7

I have a table in PostgreSQL 9.2 that has a text column. Let's call this text_col. The values in this column are fairly unique (may contain 5-6 duplicates at the most). The table has ~5 million rows. About half these rows contain a null value for text_col. When I execute the following query I expect 1-5 rows. In most cases (>80%) I only expect 1 row.

Query

explain analyze SELECT col1,col2.. colN
FROM table 
WHERE text_col = 'my_value';

A btree index exists on text_col. This index is never used by the query planner and I am not sure why. This is the output of the query.

Planner

Seq Scan on two (cost=0.000..459573.080 rows=93 width=339) (actual time=1392.864..3196.283 rows=2 loops=1)
Filter: (victor = 'foxtrot'::text)
Rows Removed by Filter: 4077384

I added another partial index to try to filter out those values that were not null, but that did not help (with or without text_pattern_ops. I do not need text_pattern_ops considering no LIKE conditions are expressed in my queries, but they also match equality).

CREATE INDEX name_idx
  ON table
  USING btree
  (text_col COLLATE pg_catalog."default" text_pattern_ops)
  WHERE text_col IS NOT NULL;

Disabling sequence scans using set enable_seqscan = off; makes the planner still pick the seqscan over an index_scan. In summary...

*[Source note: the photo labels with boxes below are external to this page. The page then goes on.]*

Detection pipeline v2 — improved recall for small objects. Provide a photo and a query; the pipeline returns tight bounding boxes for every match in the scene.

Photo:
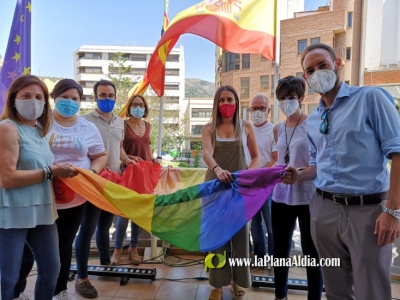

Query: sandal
[128,247,143,265]
[231,281,246,300]
[208,289,222,300]
[111,249,122,266]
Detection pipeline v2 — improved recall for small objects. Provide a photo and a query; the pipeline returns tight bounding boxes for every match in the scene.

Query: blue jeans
[271,201,323,300]
[115,217,141,249]
[55,202,86,299]
[75,202,101,279]
[250,197,274,257]
[0,224,60,300]
[96,210,114,265]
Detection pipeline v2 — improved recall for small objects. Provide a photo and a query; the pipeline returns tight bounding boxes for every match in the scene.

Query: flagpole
[273,0,281,124]
[151,0,169,259]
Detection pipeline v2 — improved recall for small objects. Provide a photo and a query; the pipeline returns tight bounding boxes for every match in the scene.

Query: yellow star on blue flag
[0,0,32,113]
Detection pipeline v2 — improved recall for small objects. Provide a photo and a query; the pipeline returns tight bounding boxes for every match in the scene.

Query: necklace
[285,112,303,164]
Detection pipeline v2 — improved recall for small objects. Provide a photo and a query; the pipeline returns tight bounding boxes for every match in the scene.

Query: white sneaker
[53,290,71,300]
[14,294,29,300]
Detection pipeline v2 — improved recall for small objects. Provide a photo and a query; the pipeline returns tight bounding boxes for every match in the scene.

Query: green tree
[108,52,137,109]
[146,96,184,156]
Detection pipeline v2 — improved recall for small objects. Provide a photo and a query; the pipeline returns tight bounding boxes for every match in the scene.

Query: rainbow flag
[118,73,149,118]
[63,166,284,252]
[147,0,276,96]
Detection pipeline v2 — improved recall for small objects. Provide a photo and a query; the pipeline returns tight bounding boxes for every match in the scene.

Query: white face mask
[307,69,337,94]
[251,110,267,125]
[15,99,44,121]
[279,99,299,117]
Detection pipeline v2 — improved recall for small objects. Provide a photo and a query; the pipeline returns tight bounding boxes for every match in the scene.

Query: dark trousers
[54,202,86,295]
[14,244,35,298]
[272,201,323,300]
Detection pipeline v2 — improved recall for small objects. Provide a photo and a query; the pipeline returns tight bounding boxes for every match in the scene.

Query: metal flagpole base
[69,264,157,285]
[251,275,308,291]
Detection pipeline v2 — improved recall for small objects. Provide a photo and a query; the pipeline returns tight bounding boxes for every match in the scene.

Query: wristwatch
[382,204,400,220]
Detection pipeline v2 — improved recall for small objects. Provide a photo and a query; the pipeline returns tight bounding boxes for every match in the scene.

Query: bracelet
[382,204,400,220]
[43,167,49,181]
[43,166,53,181]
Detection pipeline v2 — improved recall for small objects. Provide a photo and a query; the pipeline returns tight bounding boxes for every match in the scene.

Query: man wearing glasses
[283,44,400,300]
[75,80,133,298]
[246,94,277,268]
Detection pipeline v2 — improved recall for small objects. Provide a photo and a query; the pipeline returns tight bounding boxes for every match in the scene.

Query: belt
[317,188,387,205]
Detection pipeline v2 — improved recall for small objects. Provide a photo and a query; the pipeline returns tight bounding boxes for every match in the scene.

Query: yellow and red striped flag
[147,0,276,96]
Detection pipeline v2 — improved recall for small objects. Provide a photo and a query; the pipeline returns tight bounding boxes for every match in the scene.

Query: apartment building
[181,98,214,157]
[217,0,400,121]
[73,45,185,109]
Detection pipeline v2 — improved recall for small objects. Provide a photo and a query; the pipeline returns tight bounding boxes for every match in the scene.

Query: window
[165,96,179,103]
[79,52,101,59]
[164,69,179,76]
[167,54,179,61]
[242,54,250,69]
[242,106,249,121]
[130,54,147,61]
[192,108,212,118]
[132,68,146,75]
[347,11,353,28]
[310,37,321,45]
[260,75,269,91]
[164,84,179,91]
[191,125,204,135]
[297,40,307,53]
[224,52,240,72]
[346,47,351,60]
[240,77,250,98]
[78,67,103,74]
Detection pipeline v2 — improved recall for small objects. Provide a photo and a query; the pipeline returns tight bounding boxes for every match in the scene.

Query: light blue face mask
[129,107,146,119]
[56,98,80,117]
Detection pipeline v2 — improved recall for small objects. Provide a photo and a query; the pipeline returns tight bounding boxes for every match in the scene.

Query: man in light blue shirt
[283,44,400,300]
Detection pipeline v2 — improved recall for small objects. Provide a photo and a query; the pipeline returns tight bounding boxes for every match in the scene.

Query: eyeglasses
[131,103,144,108]
[97,93,115,100]
[249,106,267,112]
[319,109,329,134]
[278,77,300,84]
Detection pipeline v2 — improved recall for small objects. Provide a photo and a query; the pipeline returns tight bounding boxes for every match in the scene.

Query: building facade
[73,45,185,107]
[217,0,400,121]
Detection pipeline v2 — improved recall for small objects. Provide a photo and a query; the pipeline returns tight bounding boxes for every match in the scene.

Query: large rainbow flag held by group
[63,162,284,252]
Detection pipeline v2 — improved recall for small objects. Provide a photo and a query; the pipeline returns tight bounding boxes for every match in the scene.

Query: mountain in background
[185,78,215,99]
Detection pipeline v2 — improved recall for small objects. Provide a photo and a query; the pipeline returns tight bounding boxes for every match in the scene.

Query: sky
[0,0,327,82]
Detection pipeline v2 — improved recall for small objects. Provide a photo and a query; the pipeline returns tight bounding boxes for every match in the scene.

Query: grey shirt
[83,110,124,172]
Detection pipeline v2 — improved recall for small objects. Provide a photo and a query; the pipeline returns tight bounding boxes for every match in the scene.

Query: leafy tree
[146,96,184,156]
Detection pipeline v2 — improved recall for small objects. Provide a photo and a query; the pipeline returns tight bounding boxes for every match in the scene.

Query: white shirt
[245,122,276,168]
[46,116,105,209]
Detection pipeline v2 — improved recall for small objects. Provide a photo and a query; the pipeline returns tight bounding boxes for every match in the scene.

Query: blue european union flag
[0,0,32,112]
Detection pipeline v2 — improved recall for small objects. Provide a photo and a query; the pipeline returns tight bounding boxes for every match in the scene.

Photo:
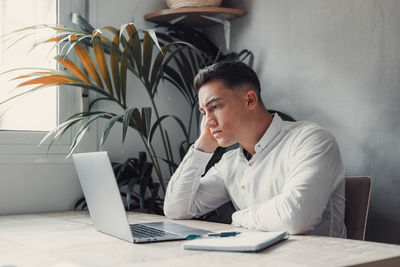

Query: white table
[0,212,400,267]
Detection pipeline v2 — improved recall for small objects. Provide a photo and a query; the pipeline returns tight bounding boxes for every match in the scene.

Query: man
[164,62,346,237]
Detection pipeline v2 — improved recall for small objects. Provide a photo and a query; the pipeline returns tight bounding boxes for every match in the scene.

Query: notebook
[72,152,211,243]
[182,232,289,252]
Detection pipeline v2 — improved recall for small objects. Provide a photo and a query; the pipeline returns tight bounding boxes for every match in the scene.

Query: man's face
[199,80,247,147]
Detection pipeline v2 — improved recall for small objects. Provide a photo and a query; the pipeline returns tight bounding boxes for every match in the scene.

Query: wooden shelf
[144,7,246,28]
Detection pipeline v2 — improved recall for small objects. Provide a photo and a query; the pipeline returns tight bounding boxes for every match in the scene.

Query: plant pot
[165,0,222,8]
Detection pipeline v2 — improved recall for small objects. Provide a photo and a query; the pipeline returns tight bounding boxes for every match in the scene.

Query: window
[0,0,57,131]
[0,0,85,157]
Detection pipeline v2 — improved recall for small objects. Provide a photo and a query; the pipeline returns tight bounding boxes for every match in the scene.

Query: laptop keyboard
[130,224,178,238]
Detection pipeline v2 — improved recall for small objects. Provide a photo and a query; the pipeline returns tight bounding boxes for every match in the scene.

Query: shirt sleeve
[164,146,229,219]
[232,129,344,234]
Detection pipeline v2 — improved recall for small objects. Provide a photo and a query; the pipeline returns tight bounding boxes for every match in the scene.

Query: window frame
[0,0,97,164]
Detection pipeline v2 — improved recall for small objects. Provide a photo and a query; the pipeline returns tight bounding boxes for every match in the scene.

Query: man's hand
[194,116,218,153]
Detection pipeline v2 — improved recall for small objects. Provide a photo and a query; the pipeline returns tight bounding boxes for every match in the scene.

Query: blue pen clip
[186,232,240,240]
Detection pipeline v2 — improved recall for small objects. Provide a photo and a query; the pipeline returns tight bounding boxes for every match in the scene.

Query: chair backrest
[344,177,371,240]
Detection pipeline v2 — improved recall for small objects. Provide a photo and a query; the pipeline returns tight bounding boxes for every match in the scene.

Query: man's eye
[212,104,221,109]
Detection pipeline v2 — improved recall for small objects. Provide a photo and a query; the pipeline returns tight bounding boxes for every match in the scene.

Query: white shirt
[164,115,346,237]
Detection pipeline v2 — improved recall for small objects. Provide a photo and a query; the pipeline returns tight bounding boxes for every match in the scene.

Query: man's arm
[164,117,229,219]
[232,130,344,234]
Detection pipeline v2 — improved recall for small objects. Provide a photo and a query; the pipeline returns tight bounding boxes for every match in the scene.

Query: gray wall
[89,0,400,243]
[212,0,400,243]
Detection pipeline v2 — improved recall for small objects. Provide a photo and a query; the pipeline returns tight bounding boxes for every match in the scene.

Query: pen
[186,232,240,240]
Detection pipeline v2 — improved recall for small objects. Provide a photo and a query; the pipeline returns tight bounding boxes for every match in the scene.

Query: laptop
[72,152,214,243]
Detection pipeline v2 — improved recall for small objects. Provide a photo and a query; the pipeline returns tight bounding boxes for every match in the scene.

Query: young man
[164,62,346,237]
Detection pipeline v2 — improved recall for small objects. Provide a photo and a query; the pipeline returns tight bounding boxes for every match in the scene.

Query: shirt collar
[254,113,283,153]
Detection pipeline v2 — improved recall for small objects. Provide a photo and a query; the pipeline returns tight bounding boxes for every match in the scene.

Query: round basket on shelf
[165,0,222,8]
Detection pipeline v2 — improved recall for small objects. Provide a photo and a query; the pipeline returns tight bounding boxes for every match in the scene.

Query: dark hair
[193,61,261,101]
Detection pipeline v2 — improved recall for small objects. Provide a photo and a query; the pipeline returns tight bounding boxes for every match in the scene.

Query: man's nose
[206,115,217,127]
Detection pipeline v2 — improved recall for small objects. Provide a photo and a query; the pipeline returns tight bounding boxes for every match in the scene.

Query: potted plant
[0,14,251,215]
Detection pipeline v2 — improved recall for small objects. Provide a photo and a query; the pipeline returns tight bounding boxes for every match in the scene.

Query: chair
[344,176,371,240]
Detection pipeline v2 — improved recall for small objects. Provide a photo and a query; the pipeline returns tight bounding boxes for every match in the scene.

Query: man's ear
[245,90,258,109]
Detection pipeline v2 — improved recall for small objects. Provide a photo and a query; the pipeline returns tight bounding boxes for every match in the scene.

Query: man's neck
[241,109,273,159]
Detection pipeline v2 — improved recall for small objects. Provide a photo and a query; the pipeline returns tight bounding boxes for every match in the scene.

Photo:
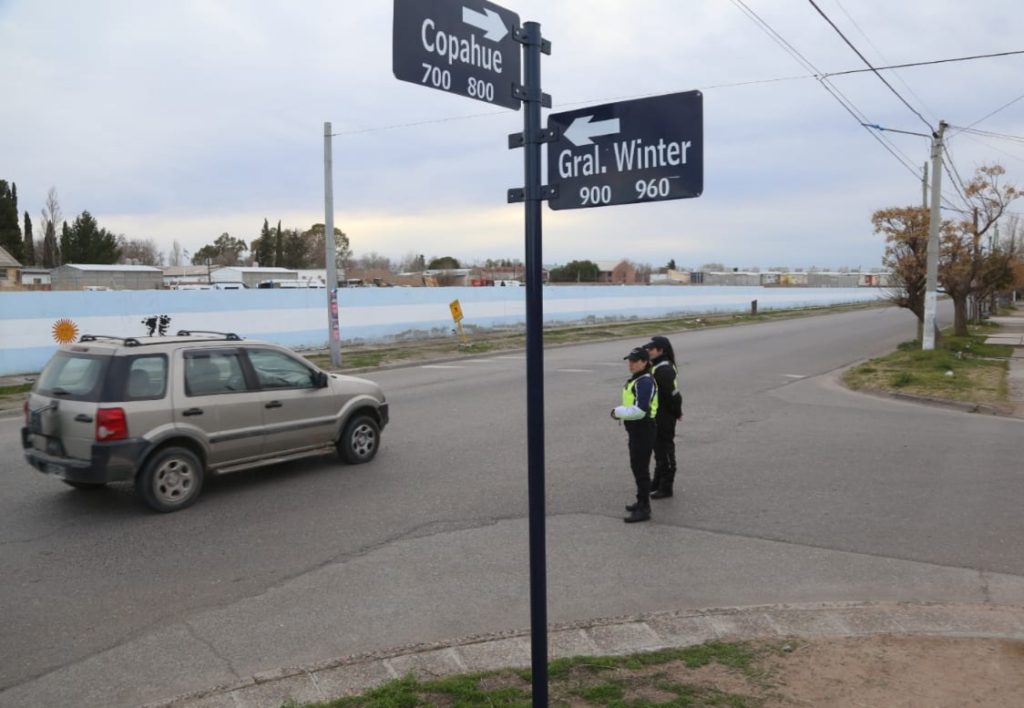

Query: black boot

  1. The number of rows returned by this query is small.
  2. Given that the non-null rows are fairly unique, an index scan over the text should be faster.
  3. Vacuuming and analyzing the table did not help the optimizer pick the index.

My questions

  1. Why does the database pick the sequence scan over the index scan?
  2. When a table has a text column whose equality condition should be checked, are there any best practices I can adhere to?
  3. How do I reduce the time taken for this query?

[Edit - More information]

  1. The index scan is picked up on my local database that houses about 10% of the data that is available in production.
Community
  • 1
  • 1
Deepak Bala
  • 11,095
  • 2
  • 38
  • 49
  • I think there is collation mismatch. Try to specify one: `SELECT col1,col2.. colN FROM table WHERE text_col = 'my_value' COLLATE pg_catalog."default"` – Rimas Sep 25 '14 at 04:35
  • I tried specifying `COLLATE pg_catalog."default"` and it resulted in a sequence scan. – Deepak Bala Sep 25 '14 at 04:48
  • 1
    Table structure (CREATE TABLE statement)? I a) built a test table, b) populated it with 5 million rows, half NULL and half random strings, c) created a partial index on text_col, d) analyzed the table, and e) found one matching row in 0.075 ms. PostgreSQL 9.3 used an index-only scan. – Mike Sherrill 'Cat Recall' Sep 25 '14 at 04:53
  • I use Postgresql 9.2.4. I find it equally puzzling that it would choose a sequence scan. – Deepak Bala Sep 25 '14 at 04:57
  • Since you have been experimenting with disabling planner methods. What do you get for `show enable_indexscan;`? You didn't disable that by accident? – Erwin Brandstetter Sep 25 '14 at 06:02
  • `show enable_indexscan;` returns `on` – Deepak Bala Sep 25 '14 at 06:03
  • [Cost settings? Statistics?](http://stackoverflow.com/questions/8228326/how-can-i-avoid-postgresql-sometimes-choosing-a-bad-query-plan-for-one-of-two-ne/8229000#8229000) Although, if even `set enable_seqscan = off;` didn't show any effect, that can't be it. – Erwin Brandstetter Sep 25 '14 at 06:13
  • Edit your question, and paste the CREATE TABLE statement for your table. I get the same results I got before (see my earlier comment) using PostgreSQL 9.2.9. Selecting a single value results in an index-only scan. Can anybody here reproduce the OP's behavior? – Mike Sherrill 'Cat Recall' Sep 25 '14 at 19:56
  • I've posted an answer that explains why the scan was not picked up. Thank you for taking the time to look into the problem. – Deepak Bala Sep 25 '14 at 20:35
  • I don't see how your answer explains anything. I got index-only scans despite having the "wrong" correlation, and despite not having `text_col is not null` in the WHERE clause. – Mike Sherrill 'Cat Recall' Sep 26 '14 at 01:05
  • My index scan is now picked up without the where condition for `text_col is not null` too. Both indexes are used separately with and without the where clause. My conclusion that ONLY `correlation` makes a difference to the index scan is annulled by your observation that your `correlation` was close to 0 (which goes against the documentation). Re-aligning the Fillfactor and vacuuming the table has helped albeit it's effect on why it forced the planner's hand is now unknown to me. I'll modify my answer to include your observation. – Deepak Bala Sep 26 '14 at 01:18

3 Answers3

13

A partial index is a good idea to exclude half the rows of the table which you obviously do not need. Simpler:

CREATE INDEX name_idx ON table (text_col)
WHERE text_col IS NOT NULL;

Be sure to run ANALYZE table after creating the index. (Autovacuum does that automatically after some time if you don't do it manually, but if you test right after creation, your test will fail.)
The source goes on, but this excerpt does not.